BLBG: Housing Prices in 20 U.S. Cities Fall a Record 18.5% (Update1)
Home prices in 20 U.S. cities declined 18.5 percent in December from a year earlier, the fastest drop on record, as foreclosures climbed and sales sank.
The decrease in the S&P/Case-Shiller index was more than forecast and followed an 18.2 percent drop in November. The gauge has fallen every month since January 2007, and year-over- year records began in 2001.
Record foreclosures are contributing to declining property values and household wealth, crippling the consumer spending that makes up about 70 percent of the economy. The Obama administration has pledged to spend $275 billion to help stabilize the housing market, including $75 billion to bring down mortgage rates and encourage loan modifications.
“The massive inventory overhang in the market and the surge in foreclosures mean prices will continue to fall rapidly,” Ian Shepherdson, chief U.S. economist at High Frequency Economics in Valhalla, New York, said today in a note to clients. “The administration’s rescue plan will, in time, slow the rate of decline, but it won’t happen immediately.”
Economists forecast the 20-city index would fall 18.3 percent from a year earlier, according to the median of 28 estimates in a Bloomberg News survey. Projections ranged from declines of 17.4 percent to 19 percent.
Compared with a year earlier, all areas in the 20-city survey showed a decrease in prices in December, led by a 34 percent drop in Phoenix, a 33 percent slide in Las Vegas and a 31 percent decline in San Francisco.
Quarterly Figures
S&P/Case-Shiller also released quarterly figures for home prices nationally. That measure showed an 18.2 percent drop in the three months through December from the same period in 2007, compared with a 16.6 percent year-over-year decline in last year’s third quarter.
“The broad downturn in the residential real estate market continues,” David Blitzer, chairman of the index committee at S&P, said in a statement. “There are very few, if any, pockets of turnaround that one can see in the data.”
Consumer confidence this month probably sank to a record low as more Americans become concerned about job losses, economists say the Conference Board’s sentiment index will show today at 10 a.m.
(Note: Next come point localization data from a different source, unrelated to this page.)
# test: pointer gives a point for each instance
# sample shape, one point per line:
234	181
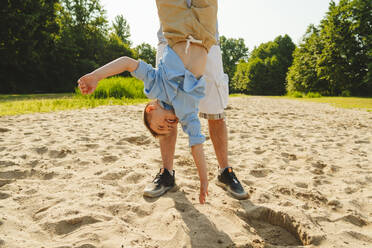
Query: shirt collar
173	62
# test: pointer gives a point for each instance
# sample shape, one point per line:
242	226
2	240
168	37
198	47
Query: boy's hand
203	191
87	83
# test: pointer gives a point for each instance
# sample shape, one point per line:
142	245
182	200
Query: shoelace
189	40
233	178
158	177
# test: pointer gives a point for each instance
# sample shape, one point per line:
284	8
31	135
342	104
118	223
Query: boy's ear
150	108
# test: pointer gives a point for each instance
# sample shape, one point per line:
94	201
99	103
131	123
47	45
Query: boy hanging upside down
177	84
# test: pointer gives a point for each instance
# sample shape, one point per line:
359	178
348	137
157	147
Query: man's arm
88	83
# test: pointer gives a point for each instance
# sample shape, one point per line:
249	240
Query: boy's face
162	121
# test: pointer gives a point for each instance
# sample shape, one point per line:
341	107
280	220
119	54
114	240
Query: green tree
303	74
266	69
27	31
147	53
233	50
122	29
340	53
81	45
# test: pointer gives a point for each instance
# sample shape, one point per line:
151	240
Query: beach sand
74	179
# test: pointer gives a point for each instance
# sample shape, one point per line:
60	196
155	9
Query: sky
256	21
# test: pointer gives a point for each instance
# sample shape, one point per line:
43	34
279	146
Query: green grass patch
112	91
49	105
363	103
119	87
14	97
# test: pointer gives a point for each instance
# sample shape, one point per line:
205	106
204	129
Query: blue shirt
174	85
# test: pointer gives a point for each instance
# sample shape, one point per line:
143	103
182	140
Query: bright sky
256	21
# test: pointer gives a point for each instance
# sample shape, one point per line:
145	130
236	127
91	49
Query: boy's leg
212	108
165	178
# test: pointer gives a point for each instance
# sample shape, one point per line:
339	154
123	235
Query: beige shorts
212	106
180	21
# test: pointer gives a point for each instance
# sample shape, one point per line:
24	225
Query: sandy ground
75	179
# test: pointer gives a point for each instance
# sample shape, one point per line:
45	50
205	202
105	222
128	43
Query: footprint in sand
260	172
4	130
279	228
4	195
138	140
69	225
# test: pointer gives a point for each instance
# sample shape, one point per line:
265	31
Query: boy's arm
88	83
198	155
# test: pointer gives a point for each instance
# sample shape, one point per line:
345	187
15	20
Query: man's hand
88	83
203	191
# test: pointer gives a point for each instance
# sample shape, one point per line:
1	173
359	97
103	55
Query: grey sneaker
230	182
162	182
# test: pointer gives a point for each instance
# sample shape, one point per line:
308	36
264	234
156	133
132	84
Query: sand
74	179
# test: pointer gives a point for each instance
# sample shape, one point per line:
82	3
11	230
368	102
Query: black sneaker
163	182
230	182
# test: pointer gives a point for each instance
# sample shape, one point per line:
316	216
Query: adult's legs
218	135
167	149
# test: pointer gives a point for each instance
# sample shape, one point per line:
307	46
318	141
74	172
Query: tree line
47	44
333	58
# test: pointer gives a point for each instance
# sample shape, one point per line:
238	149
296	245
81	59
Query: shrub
117	87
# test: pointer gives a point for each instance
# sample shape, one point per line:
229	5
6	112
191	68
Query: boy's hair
146	121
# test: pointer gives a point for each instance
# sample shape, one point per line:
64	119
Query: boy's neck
195	59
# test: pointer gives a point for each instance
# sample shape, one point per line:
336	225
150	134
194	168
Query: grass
344	102
363	103
126	91
112	91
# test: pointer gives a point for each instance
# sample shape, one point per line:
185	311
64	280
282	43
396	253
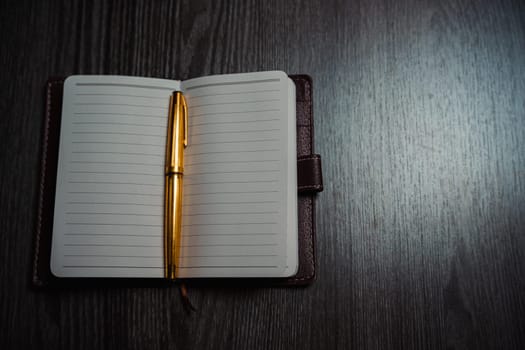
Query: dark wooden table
420	120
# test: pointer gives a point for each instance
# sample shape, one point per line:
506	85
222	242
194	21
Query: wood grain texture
420	119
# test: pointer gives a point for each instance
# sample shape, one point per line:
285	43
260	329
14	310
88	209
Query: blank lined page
240	185
240	190
109	197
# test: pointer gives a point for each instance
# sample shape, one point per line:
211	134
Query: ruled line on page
120	114
111	162
232	213
115	193
113	173
232	93
229	234
118	143
113	133
120	95
120	153
224	203
112	203
113	213
226	192
229	182
110	234
232	142
232	172
110	224
117	123
197	115
233	152
234	161
233	122
245	82
234	103
231	224
232	132
154	87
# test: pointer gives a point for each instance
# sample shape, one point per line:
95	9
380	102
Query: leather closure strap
309	174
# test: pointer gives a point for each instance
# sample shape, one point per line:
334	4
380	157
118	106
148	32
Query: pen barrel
172	224
177	133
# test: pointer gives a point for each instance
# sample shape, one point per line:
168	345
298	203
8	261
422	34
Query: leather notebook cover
309	182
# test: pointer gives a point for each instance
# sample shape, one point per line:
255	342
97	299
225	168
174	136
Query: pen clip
184	111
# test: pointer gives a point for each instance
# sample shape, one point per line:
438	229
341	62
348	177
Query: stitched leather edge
311	251
50	84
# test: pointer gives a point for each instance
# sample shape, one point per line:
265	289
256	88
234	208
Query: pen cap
177	133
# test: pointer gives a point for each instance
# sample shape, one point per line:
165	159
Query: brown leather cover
309	183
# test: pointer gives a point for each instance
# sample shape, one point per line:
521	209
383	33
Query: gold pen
177	140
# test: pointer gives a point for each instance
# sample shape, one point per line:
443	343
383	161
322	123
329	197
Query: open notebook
240	184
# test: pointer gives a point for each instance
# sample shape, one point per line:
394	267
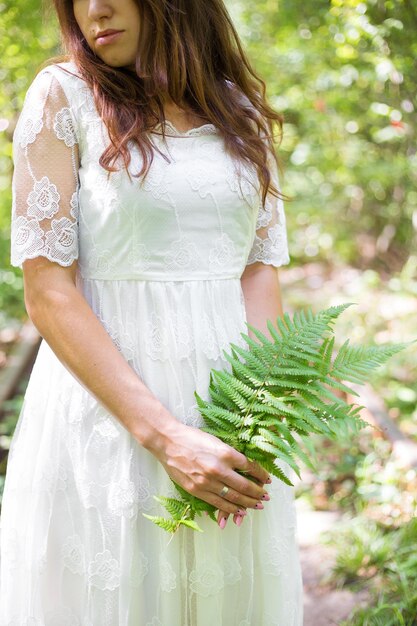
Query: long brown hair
190	52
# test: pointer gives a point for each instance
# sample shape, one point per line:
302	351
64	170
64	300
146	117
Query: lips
108	36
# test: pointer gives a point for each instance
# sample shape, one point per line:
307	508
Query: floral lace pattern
45	210
160	266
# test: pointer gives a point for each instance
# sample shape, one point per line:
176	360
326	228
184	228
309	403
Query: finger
238	519
254	469
239	498
220	503
243	486
222	518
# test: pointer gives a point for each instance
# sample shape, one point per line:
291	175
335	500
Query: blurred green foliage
343	74
28	37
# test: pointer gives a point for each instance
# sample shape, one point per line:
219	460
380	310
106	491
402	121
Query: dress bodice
196	215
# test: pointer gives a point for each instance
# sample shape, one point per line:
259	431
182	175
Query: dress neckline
205	129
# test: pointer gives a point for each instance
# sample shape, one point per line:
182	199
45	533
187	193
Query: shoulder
53	82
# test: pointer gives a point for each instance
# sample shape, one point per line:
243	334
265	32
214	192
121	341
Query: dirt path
323	604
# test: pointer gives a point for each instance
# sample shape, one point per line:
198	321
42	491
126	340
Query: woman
146	243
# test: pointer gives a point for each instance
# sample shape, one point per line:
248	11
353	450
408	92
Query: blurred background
344	75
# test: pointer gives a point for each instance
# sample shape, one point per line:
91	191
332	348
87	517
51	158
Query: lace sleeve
270	245
45	178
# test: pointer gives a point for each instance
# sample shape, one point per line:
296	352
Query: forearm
262	295
67	323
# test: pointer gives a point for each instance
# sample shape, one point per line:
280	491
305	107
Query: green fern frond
275	393
170	526
175	508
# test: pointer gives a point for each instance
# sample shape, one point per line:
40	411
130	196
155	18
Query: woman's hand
202	465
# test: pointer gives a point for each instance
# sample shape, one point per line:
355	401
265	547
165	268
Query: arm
44	244
262	294
259	280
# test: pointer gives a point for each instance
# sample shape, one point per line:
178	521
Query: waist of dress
159	277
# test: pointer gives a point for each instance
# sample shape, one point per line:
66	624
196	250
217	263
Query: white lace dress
160	265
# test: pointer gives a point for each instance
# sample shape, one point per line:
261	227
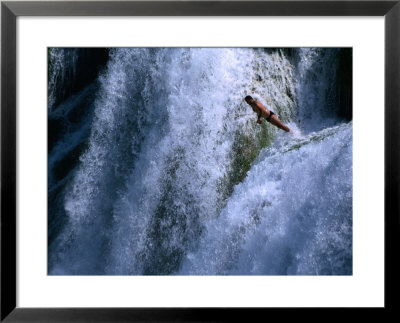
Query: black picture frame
10	10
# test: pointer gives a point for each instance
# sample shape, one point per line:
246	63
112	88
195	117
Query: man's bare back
263	112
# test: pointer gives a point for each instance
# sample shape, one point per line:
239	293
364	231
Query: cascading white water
152	193
291	215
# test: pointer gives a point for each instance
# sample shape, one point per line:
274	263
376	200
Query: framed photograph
190	160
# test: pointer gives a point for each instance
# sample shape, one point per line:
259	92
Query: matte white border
364	288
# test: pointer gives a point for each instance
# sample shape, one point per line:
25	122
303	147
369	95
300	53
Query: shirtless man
262	111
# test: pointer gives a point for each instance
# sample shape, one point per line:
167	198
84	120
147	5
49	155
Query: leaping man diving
263	112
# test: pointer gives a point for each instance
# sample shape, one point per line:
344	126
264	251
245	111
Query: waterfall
172	175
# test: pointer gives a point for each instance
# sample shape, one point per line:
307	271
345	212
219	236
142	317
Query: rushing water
159	168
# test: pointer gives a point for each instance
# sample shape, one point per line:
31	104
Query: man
262	111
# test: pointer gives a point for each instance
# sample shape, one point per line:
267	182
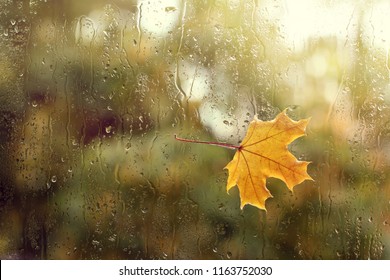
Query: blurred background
92	92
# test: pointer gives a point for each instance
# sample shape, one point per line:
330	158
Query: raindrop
108	129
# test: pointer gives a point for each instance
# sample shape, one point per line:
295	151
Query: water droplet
229	255
170	9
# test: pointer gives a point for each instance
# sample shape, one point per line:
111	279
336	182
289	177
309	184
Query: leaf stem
219	144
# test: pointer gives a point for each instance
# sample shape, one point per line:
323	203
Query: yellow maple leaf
263	153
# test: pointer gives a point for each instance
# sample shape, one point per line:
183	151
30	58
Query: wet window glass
92	94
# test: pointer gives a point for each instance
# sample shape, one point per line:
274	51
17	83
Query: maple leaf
264	153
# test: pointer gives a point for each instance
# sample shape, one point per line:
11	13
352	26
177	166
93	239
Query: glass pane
92	94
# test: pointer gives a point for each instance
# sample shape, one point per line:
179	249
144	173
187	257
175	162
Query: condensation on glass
93	92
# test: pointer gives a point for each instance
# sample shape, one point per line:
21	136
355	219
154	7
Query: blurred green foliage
92	92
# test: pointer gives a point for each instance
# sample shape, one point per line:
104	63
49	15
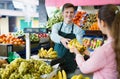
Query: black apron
68	58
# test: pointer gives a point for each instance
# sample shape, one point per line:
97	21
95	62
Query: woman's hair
110	14
68	5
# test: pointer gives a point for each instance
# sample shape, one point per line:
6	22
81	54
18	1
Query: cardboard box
5	49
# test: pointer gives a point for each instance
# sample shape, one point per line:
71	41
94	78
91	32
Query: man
62	33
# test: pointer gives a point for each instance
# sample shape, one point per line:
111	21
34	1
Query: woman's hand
65	42
74	50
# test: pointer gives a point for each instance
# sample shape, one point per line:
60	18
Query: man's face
68	14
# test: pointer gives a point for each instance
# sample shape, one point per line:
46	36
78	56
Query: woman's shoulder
57	25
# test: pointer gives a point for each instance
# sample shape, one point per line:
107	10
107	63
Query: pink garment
102	62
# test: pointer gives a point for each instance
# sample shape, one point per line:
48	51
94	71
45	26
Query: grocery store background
18	14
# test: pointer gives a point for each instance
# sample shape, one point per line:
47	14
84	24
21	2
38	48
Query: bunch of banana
80	76
43	53
60	75
74	42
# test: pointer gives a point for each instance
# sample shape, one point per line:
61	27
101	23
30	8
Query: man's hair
68	5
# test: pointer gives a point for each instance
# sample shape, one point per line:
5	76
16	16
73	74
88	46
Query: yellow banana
74	77
60	75
49	50
64	74
79	76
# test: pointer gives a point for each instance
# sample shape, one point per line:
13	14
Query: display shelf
96	33
93	32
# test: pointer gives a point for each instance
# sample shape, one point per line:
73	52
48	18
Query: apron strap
61	26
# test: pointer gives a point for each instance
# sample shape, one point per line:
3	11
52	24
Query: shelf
95	33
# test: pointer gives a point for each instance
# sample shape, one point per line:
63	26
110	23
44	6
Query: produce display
19	33
94	26
60	75
10	39
57	17
80	76
92	43
34	37
74	42
88	21
78	19
43	35
43	53
25	69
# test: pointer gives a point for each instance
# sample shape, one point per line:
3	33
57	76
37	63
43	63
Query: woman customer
62	33
104	62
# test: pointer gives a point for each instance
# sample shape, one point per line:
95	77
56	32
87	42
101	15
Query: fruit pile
60	75
92	43
74	42
88	21
94	26
10	39
43	35
78	17
19	33
25	69
43	53
80	76
34	37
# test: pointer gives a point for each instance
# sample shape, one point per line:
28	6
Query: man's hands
65	41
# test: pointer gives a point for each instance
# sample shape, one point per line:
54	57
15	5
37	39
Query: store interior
28	24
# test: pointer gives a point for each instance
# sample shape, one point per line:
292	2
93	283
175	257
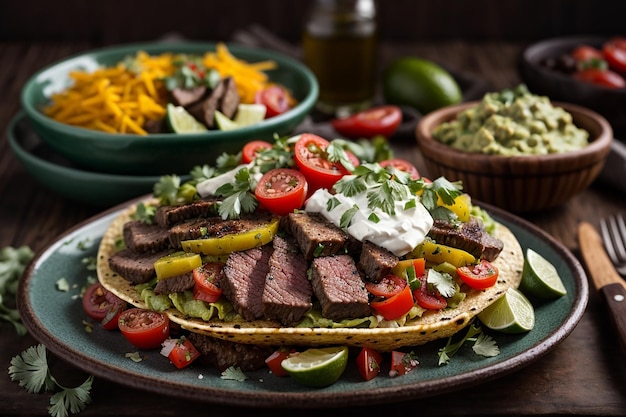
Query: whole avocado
419	83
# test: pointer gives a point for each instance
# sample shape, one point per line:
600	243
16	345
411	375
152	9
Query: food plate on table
55	318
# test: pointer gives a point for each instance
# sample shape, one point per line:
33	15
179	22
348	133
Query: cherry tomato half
402	363
144	329
395	306
387	287
183	353
604	78
98	302
381	120
480	276
250	150
207	278
312	160
275	100
430	300
615	55
276	358
401	165
368	363
282	190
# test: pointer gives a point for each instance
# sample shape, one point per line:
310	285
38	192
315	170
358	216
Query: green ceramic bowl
62	177
158	154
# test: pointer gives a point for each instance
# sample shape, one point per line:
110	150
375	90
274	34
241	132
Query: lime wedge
223	122
180	121
511	313
317	367
249	114
540	278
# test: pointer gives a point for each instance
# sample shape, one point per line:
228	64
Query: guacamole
513	122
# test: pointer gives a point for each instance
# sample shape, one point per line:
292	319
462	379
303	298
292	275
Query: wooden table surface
584	375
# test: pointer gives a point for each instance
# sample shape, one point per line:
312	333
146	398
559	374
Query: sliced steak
143	237
316	236
469	236
187	96
230	99
167	216
135	267
223	353
287	293
178	283
339	287
376	262
244	280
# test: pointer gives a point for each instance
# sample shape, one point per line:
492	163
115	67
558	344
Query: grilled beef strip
244	280
143	237
287	293
316	236
138	268
339	288
470	236
223	353
178	283
376	262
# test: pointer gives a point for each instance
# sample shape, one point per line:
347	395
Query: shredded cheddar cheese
122	98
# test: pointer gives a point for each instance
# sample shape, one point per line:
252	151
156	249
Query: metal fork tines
614	237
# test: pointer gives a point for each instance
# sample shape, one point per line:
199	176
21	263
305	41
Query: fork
613	231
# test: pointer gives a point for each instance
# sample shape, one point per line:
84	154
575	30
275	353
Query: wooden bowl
519	184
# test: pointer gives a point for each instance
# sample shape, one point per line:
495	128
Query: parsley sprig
30	369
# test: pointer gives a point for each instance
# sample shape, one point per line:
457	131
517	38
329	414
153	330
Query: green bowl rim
303	106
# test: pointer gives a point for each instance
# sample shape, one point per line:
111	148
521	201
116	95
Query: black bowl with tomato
585	70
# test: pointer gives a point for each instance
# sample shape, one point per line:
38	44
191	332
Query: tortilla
431	326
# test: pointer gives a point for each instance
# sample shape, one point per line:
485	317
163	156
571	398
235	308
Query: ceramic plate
63	177
55	318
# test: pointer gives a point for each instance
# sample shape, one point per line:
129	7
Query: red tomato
604	78
251	149
98	302
480	276
387	287
615	55
275	359
586	53
206	279
282	190
402	363
144	329
382	120
312	161
401	165
430	300
395	306
275	100
183	353
368	363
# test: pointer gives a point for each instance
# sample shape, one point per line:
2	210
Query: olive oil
339	45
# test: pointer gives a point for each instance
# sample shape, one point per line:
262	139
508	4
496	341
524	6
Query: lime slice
223	122
317	367
540	278
511	313
180	121
249	114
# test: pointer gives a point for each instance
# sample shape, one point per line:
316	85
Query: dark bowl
610	103
167	153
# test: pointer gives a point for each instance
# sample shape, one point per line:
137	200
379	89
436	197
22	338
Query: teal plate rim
55	318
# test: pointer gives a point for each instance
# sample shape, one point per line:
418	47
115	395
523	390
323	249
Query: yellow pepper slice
438	254
235	242
175	264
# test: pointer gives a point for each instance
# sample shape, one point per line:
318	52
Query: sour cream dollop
399	233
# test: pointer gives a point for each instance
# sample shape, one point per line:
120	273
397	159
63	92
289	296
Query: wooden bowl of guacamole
520	153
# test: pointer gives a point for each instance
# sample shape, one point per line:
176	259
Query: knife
608	283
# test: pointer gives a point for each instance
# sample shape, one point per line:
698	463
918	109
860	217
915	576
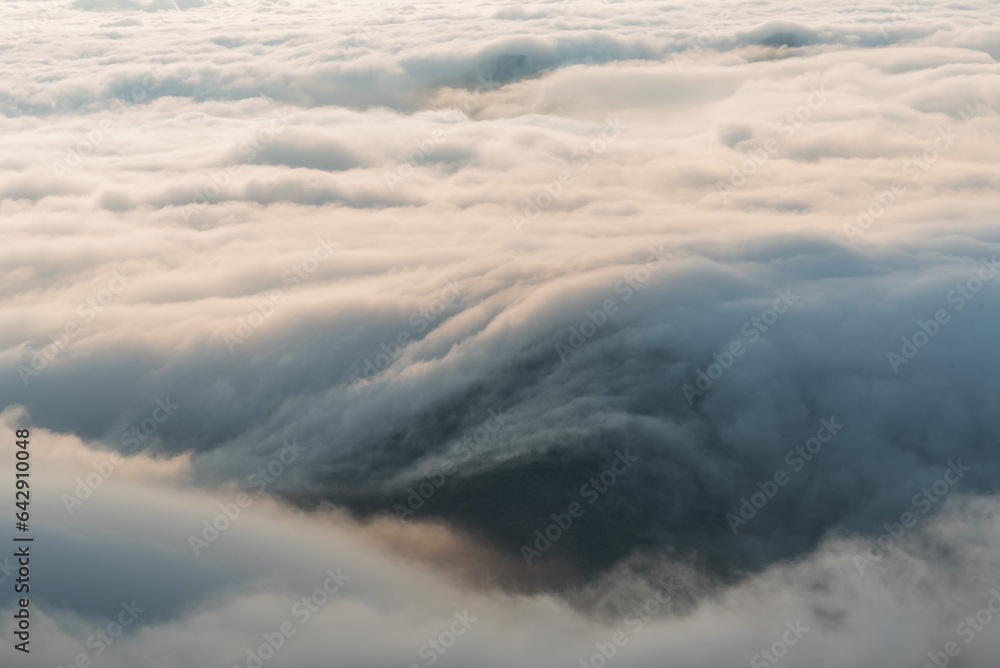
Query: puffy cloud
482	251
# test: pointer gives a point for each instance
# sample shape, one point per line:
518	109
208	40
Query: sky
571	333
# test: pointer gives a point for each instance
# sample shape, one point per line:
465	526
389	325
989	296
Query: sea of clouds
460	256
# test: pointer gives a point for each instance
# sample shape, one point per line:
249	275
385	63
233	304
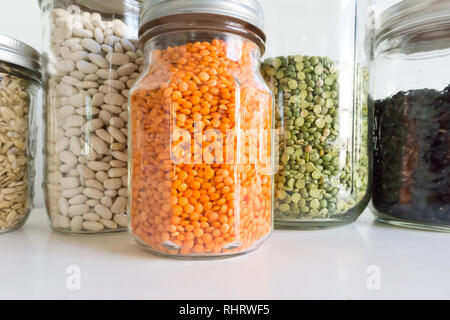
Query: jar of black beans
411	186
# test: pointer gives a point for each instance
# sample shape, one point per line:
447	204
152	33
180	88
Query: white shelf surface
326	264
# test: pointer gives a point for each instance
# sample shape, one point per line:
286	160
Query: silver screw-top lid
412	14
249	11
20	54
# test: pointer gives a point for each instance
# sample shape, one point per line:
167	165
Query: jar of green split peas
319	74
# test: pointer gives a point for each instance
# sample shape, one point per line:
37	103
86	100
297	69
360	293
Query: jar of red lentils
201	130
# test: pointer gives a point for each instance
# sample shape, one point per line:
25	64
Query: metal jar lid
249	11
416	24
243	17
20	54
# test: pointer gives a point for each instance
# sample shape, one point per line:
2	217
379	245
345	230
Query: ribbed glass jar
412	116
317	66
20	81
91	60
201	120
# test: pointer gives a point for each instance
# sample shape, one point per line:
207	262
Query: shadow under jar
91	61
201	120
412	116
317	67
20	81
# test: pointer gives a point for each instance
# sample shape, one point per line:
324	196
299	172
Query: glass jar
201	120
20	81
91	60
412	116
317	66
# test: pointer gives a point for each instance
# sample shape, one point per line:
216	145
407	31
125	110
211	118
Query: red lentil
204	205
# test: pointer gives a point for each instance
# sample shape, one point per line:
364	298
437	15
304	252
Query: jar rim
104	6
411	16
18	53
201	23
163	16
249	11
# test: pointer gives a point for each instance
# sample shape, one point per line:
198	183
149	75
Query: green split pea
318	176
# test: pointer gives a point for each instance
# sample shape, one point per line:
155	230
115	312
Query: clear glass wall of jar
412	116
91	60
20	81
201	180
317	65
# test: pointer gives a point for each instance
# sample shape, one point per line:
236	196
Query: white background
21	19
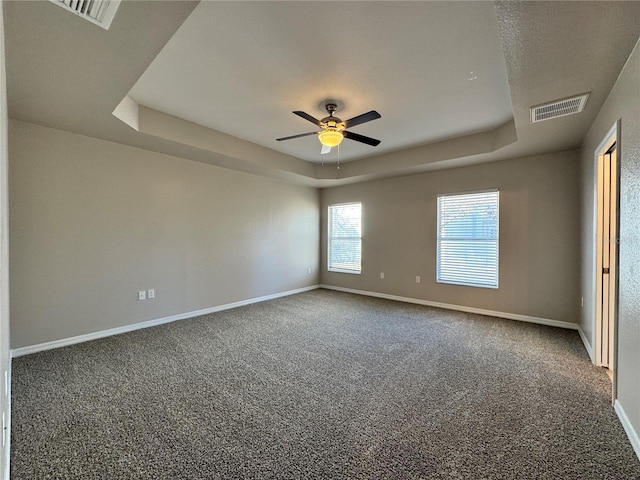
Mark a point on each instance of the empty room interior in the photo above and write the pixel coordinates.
(320, 239)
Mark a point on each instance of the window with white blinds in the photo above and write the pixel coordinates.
(345, 238)
(467, 247)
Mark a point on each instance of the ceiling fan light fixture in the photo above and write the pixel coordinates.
(330, 137)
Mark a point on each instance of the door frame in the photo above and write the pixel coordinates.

Robert Shiller, chief economist at MacroMarkets LLC and a professor at Yale University, and Karl Case, an economics professor at Wellesley College, created the home-price index based on research from the 1980s.
The 20-city index is down 27 percent from its 2006 peak.
Monthly Change
Home prices decreased 2.5 percent in December from the prior month, exceeding the November decrease of 2.3 percent, the report showed. The figures aren’t adjusted for seasonal effects so economists prefer to focus on year-over-year changes instead of month-to-month. Phoenix and Las Vegas also showed the biggest one-month declines.
Other housing reports have shown the four-year housing slump is likely to continue. Homebuilders broke ground on the fewest houses on record in January, the Commerce Department said last week. Declining construction has hurt economic growth for the last three years and is likely to weigh further in the first quarter of 2009.
The glut of unsold homes is forcing builders to cut back on construction. Toll Brothers Inc., the largest U.S. luxury homebuilder, this month said its first-quarter revenue plunged 51 percent.
“The past five months have been among the most difficult in U.S. economic history,” Toll Brothers Chief Executive Officer Robert Toll said on a conference call Feb. 11. Homebuyers are worried they may lose their jobs and won’t be able to sell their existing homes, he said.
Foreclosure Filings
Foreclosure filings in the U.S. soared 81 percent last year to 2.3 million, the highest on record, according to RealtyTrac Inc., an Irvine, California-based seller of default data. The group said in a Feb. 12 statement that foreclosures rose 18 percent in January from a year earlier.
Obama last week also signed into law a $787 billion stimulus package that includes tax breaks and increases in government spending designed to stem what a survey of business economists showed may be the longest recession in more than three decades.